Shutter speed too can change in Exif, probably to a Minimum of 1/60 second with flash.
So without flash, Auto ISO was high, and shutter speed could have been slower than 1/60, and room was brighter.
TTL is automatic flash, but with flash, lower ISO 800 and probably 1/60 second Minimum, so room goes darker. Flash power setting did not carry to furthest distance in room, so distance became dark. Using bounce flash indoors can help that range to light the whole (small) room, and is usually better lighting too.
The Exif will tell the tale.
Originally by user38978. Source · Licensed CC BY-SA 4.0
user38978
7y ago
0
Generated from our catalog & community — verify before relying on it.
This is normal flash behavior, combined with likely TTL underexposure.
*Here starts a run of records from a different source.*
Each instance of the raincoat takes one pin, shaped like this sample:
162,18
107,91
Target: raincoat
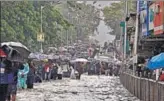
22,76
6,76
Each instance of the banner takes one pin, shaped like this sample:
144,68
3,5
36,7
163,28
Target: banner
40,37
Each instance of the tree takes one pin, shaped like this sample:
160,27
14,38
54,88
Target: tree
115,13
21,22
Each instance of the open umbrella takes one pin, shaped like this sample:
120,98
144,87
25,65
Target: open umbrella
2,53
11,54
156,62
81,60
19,47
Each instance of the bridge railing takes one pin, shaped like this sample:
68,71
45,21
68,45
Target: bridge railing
144,88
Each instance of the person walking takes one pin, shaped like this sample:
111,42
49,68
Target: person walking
31,75
60,71
22,75
47,71
12,88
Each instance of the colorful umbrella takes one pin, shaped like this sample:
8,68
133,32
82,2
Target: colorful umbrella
156,62
2,53
19,47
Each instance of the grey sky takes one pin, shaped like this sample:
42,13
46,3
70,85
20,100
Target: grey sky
102,28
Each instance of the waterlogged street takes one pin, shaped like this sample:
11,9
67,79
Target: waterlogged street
89,88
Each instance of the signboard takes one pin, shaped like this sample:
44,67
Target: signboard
40,37
158,18
151,16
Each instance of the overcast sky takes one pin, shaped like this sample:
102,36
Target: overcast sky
102,28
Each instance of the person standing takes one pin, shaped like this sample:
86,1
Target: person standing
31,75
12,88
22,75
47,71
60,71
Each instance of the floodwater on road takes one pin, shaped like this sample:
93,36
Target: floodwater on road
89,88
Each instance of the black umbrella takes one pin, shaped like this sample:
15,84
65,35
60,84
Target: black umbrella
12,54
19,47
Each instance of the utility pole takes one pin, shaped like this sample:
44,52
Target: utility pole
135,41
41,29
125,33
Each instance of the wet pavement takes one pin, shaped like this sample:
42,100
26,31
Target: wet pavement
89,88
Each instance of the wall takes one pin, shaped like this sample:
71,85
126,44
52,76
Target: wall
144,89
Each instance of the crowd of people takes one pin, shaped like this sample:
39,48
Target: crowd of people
22,75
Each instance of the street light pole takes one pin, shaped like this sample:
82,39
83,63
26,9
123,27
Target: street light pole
135,40
41,30
125,34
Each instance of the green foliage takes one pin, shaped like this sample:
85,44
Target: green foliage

When you enable flash, the camera often changes exposure settings for the ambient light: typically lower ISO and a shutter speed around 1/60s. In your example, that reduced the room exposure by about 3 stops compared with the no-flash shot. So the background gets darker unless the flash adds enough light.
TTL means the camera meters the scene and automatically tells the flash how much power to use. If there’s a bright window or strong backlight in the frame, the meter can be fooled into thinking less flash is needed, so the flash underexposes the subject/room.
A few things to try:
- Check the EXIF data to compare ISO and shutter speed with and without flash.
- Try flash exposure compensation to increase flash output.
- Test the flash in manual mode to see if it can provide enough light.
- Indoors, bounce flash off a ceiling/wall if possible for more even coverage.
So: the camera is darkening the ambient exposure when flash is on, and TTL may not be adding enough flash to compensate.